Tanta injusticia y sufrimiento inevitablemente debía producir una reacción social, política e intelectual que, a principios del siglo XX, planteó seriamente la posibilidad de desarticular el modelo despiadado del capitalismo industrial europeo, por lo que fue inevitable que los patronos tuvieran que aceptar la creación de una serie de derechos laborales y sociales.

Los hitos de origen más importantes de la formulación de estos derechos, por su impacto global, fueron la Constitución de México de 1917, fruto de la Revolución mexicana, mediante la cual se intentó conciliar los derechos civiles y políticos con los emergentes derechos económicos y sociales; la Declaración de Derechos del Pueblo Trabajador y Explotado de 1918, redactada por los revolucionarios rusos e incorporada a la nueva Constitución Soviética, que priorizaba los derechos económicos y sociales; y la Constitución de Weimar de 1919, que proclamaba los derechos sociales de la ciudadanía alemana.

A partir de entonces, los derechos sociales se expandieron por la faz de la tierra con la fuerza y la profundidad que el movimiento de los y las trabajadoras alcanzaba en cada país. En Ecuador, las demandas de los sastres de Pichincha, la sociedad de carpinteros de Guayaquil y la huelga de los trabajadores del ferrocarril de Durán, fueron el preámbulo del bautismo de sangre de los trabajadores, sucedido ese trágico 15 de noviembre de 1922, en que los reclamos por condiciones justas y dignas de trabajo, le costó la vida a dos mil hombres, mujeres y niños. Varios cientos de esos cuerpos fueron arrojados al río Guayas.

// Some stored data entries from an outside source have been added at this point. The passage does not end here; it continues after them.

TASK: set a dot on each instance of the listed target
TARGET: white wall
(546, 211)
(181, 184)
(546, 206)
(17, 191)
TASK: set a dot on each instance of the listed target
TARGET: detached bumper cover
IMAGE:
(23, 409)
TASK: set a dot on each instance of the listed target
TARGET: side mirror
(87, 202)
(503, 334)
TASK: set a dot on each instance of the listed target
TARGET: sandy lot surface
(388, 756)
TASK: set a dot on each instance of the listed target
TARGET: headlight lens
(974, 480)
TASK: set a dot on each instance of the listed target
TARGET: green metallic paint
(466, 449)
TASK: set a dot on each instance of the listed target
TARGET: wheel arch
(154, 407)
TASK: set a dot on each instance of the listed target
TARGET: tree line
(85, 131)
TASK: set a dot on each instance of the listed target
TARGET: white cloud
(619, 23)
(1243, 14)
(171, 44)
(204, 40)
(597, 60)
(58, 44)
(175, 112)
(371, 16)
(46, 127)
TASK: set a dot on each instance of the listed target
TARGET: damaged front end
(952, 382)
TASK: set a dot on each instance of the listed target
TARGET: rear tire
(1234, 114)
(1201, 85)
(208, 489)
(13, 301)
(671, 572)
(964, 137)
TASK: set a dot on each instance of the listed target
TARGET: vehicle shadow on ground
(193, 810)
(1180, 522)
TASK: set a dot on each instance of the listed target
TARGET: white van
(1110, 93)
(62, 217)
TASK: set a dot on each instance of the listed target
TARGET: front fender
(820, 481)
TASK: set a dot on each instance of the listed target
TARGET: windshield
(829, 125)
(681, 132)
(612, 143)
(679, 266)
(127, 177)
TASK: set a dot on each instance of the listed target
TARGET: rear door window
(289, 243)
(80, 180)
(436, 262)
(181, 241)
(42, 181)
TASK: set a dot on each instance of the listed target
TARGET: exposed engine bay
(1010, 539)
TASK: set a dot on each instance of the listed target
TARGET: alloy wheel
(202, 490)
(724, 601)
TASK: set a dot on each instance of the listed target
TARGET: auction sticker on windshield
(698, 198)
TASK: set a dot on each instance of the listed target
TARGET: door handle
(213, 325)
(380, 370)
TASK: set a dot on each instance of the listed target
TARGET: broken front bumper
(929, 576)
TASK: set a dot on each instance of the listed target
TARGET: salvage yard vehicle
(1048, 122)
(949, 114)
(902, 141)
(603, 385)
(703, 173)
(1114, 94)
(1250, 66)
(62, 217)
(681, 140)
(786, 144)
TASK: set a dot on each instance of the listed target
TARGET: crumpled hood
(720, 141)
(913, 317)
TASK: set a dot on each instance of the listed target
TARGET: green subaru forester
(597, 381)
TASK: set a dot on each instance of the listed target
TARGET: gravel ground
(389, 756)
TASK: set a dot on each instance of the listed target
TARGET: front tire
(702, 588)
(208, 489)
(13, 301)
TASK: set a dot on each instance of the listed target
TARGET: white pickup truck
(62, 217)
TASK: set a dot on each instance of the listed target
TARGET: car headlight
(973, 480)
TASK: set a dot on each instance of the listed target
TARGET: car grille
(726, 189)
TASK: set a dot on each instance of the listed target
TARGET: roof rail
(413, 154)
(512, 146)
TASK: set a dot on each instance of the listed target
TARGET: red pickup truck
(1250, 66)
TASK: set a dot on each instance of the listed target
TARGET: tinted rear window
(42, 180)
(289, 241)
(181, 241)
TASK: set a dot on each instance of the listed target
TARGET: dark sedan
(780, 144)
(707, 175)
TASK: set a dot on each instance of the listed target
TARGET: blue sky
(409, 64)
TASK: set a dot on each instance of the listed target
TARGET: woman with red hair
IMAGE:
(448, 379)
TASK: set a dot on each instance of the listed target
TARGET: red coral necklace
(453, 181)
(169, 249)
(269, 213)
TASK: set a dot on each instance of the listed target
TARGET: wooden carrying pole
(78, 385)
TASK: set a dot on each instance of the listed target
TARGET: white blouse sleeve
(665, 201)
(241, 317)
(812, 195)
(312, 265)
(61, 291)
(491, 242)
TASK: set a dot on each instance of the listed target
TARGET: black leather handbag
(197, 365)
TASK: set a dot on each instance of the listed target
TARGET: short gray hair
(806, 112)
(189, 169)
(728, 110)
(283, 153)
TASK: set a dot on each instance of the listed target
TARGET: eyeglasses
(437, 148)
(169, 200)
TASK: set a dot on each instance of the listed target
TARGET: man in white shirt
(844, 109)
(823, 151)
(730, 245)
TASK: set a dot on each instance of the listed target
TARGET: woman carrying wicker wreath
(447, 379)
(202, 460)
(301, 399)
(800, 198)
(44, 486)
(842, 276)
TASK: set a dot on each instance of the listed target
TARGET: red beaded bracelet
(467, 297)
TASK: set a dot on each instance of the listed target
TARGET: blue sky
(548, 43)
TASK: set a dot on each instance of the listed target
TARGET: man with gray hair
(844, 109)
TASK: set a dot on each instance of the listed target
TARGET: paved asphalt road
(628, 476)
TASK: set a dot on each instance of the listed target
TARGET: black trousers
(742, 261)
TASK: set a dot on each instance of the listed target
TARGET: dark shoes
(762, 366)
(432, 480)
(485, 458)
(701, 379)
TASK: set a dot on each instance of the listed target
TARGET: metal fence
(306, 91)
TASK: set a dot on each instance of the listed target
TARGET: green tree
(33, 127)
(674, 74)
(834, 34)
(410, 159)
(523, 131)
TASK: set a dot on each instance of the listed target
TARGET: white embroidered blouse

En 1946 Joaquín Gallegos Lara hace la crónica de este hecho histórico en la famosa novela Las cruces sobre el agua, que es parte sustancial de la identidad ecuatoriana, del movimiento obrero y de su memoria histórica. Novela que, a mí personalmente, me recuerda que los derechos de los y las trabajadoras han costado vidas, dolor, sangre y luchas durísimas que siguen presentes hoy como siempre.

Sin embargo, todavía hay voces y fuerzas económicas que plantean dirigir una estrategia de acoso y derribo contra el derecho a la estabilidad de los trabajadores, porque así, los demás derechos laborales se fragilizan y son fáciles de violar.

En ese sentido, son ilustrativas las recientes declaraciones de la señora Caterina Acosta, presidenta de la Cámara de Industrias de Guayaquil, que literalmente dijo en el programa Políticamente Correcto de Ecuavisa: “tenemos que pensar que el 37% de la población en edad de trabajar, corresponde a personas de 15 a 35 años, ellos ya no piensan como nosotros, como las personas que estamos en este panel. Ellos tienen deseos de trabajar de forma distinta. A ellos no les gusta la estabilidad”.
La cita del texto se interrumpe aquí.